We let them know where our markers had been tied. If only someone had the
chance to escape and believe us and really try to find that cave opening. When we
got back to our own time, the Byzantines, who are our allies at this time, but
won't be in a hundred years, might be looking for someone to blame for the
attack on them by the Rus that happened right before we left to go up into the
mountains far away from Atil and Sarkel.

Did the Emperor suspect the Khazari? In our time, the Dnieper trade route
had not yet been built. In the next century, it was. My father gave the Rus permission
to sail their fleet down the Don, past the fort of Sarkel so they could
enter the Black Sea from the Don. We had trouble with both sides.

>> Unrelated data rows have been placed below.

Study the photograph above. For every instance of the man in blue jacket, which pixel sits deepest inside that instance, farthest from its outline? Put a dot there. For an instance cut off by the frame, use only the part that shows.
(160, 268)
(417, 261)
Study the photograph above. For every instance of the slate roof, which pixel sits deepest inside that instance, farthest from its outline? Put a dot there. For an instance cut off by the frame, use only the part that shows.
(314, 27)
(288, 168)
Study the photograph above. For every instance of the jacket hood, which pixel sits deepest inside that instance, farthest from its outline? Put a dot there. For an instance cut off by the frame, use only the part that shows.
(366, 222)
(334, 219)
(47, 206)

And Byzantine prisoners had been held by us Khazari, but these prisoners had committed
crimes that would be seen as criminal acts by any group of people in the world.
The Rus took those Byzantine prisoners as part of their enormous booty.
Then they dropped them off at Sarkel on their return trip.

We had trouble. Then the Khazari demanded to take the Greek prisoners into protective custody,
to keep the Byzantines our allies for this short span of time. As soon as we
turned Jewish, the Byzantines stopped being our allies.

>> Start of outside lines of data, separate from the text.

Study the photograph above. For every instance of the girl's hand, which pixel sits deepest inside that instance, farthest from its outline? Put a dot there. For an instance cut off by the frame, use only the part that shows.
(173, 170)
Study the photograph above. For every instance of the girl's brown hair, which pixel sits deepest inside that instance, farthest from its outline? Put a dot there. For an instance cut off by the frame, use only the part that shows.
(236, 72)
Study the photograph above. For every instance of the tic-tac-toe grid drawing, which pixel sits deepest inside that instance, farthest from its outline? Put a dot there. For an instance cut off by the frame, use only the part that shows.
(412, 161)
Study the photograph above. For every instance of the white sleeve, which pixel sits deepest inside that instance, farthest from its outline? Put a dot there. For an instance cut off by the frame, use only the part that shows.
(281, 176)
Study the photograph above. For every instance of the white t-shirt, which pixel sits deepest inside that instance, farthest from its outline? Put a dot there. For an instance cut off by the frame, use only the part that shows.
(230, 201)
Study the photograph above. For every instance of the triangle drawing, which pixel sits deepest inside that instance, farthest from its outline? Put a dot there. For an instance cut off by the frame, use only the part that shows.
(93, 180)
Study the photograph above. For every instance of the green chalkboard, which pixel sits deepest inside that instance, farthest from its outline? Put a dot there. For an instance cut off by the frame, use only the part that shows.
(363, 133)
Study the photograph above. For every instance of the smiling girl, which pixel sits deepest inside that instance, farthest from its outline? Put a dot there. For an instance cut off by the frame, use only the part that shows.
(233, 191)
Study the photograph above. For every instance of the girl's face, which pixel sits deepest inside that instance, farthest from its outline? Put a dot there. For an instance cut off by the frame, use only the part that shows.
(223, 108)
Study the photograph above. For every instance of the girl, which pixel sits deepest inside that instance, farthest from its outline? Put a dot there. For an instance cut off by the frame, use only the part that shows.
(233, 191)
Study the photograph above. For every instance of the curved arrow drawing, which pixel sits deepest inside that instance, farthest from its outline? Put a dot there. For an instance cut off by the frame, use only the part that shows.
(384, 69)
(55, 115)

All of a sudden, they started looking for somebody to blame for not being prepared
to battle the Rus when attacked by them. So, they blamed the Khazari for
the Rus attack, when we had no idea the Rus were going to attack our Byzantines
allies.

Now the Byzantines are no longer our allies. We are alone in the world, being
the only Jewish Kaganate in the world in our time.

The Rus and Pechenegs are attacking us from all sides. Yet, father calls this
time we are going back to, the best and most peaceful in all of Khazaria-our
golden age. I thought our golden age was in eight century Cordoba.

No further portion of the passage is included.